How many paunchy businessmen have indulged in sticky, volleyball-sized Cinnabons in the departure terminal before boarding a doomed flight that's exploded in midair, sending seats and bits of fuselage and bodies plummeting into the ocean? Struck another plane on takeoff and somersaulted hideously across the airport's perimeter to come to rest on the interstate? Been taken over by a team of swarthy terrorists barking allahu akbar?

There's a shot of sunshine coming in from the window for the seat in front of me. It's reflecting off my watch and projecting an abstract splatter of golden light all over the wall beside me and my lowered window shade.
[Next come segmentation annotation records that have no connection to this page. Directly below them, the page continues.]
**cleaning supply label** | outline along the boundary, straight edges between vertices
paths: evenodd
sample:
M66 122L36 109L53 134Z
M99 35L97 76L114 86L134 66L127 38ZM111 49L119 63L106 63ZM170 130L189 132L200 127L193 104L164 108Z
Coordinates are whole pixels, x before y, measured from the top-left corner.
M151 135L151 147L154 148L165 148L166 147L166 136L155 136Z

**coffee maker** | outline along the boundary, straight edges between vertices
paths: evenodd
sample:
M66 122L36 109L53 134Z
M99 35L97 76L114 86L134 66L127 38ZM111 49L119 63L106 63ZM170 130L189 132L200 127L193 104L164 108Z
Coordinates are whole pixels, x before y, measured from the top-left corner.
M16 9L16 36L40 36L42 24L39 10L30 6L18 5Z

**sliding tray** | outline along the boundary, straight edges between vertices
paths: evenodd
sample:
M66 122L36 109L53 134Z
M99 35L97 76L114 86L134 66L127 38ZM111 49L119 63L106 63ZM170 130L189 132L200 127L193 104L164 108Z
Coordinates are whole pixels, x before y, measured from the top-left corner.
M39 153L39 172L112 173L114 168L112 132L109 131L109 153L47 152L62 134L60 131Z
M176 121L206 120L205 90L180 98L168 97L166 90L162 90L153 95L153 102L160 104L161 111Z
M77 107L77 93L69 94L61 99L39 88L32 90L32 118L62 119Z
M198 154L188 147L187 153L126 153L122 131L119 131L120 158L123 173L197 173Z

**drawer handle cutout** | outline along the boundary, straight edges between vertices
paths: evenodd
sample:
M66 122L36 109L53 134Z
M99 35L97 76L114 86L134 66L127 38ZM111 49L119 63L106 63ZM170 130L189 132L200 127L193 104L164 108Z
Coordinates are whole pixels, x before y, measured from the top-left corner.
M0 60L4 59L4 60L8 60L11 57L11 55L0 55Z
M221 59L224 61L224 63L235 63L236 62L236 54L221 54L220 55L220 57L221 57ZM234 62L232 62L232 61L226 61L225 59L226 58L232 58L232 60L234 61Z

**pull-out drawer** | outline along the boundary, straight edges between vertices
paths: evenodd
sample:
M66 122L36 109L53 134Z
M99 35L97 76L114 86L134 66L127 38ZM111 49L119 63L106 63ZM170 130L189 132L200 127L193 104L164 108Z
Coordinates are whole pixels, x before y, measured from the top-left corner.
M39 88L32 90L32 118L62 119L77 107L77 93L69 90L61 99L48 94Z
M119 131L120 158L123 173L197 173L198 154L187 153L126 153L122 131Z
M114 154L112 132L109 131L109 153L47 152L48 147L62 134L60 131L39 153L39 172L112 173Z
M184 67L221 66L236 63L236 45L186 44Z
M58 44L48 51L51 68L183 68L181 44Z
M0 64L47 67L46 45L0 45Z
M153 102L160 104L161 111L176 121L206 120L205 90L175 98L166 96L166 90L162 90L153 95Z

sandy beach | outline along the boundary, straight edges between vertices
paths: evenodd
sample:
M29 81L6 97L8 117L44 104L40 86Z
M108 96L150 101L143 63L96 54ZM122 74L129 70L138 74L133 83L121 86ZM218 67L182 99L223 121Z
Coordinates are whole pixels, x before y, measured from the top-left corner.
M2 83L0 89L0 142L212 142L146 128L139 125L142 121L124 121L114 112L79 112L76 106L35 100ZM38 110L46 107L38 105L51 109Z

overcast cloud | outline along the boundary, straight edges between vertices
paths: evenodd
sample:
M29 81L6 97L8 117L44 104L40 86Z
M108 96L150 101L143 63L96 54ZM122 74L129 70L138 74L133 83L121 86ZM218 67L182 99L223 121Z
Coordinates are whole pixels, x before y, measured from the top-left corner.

Plane tickets are disappearing into immateriality. It used to be you booked a flight, you got a dossier of printed matter: the multi-copy ticket itself with the receipt and the ticket that's not a ticket and the copy for your records. The separate, somewhat redundant itinerary specifying meal and entertainment provisions. A brochure of travel information in the style of a sexual hygiene pamphlet or coffeemaker manual. Car rental and hotel coupons. The requisite airline branding and marketing materials, complete with slogan and mission statement. Fine-print customs and luggage policies, warnings and indemnifications. All sheathed in a glossy, half-size portfolio you might need to fasten with a rubber band. And the volume and self-importance of these documents seemed measured to equal the grand, nearly miraculous nature of what you had contracted the airline to do: fly you somewhere. In the sky. With the introduction of e-tickets you still got something like a ticket, a printed description of the imaginary ticket – it's as though neither airline nor passenger trusted the other to have faith in a thing you couldn't keep close to your heart in the breast pocket of a leisure jacket and produce ceremoniously upon official request. More recently the e-ticket has been represented, appropriately enough, only by an e-mail, which you were advised though not required to make real by printing it out and bringing it to check-in. Which leaves us with the boarding pass as the only tangible document required. For a long time these were still made of sturdy, reassuring card stock, the kind you're warned not to bend, fold or mutilate. But today when I checked in the electronic kiosk spat at me a curl of the thinnest, flimsiest paper. Perhaps someday we'll fly on but a whisper or a promise.

On the way to check-in there stood the entire South African women's gymnastics team, or maybe tennis – glorious in green and yellow nylon, some wearily holding trophies half their size upon their hips.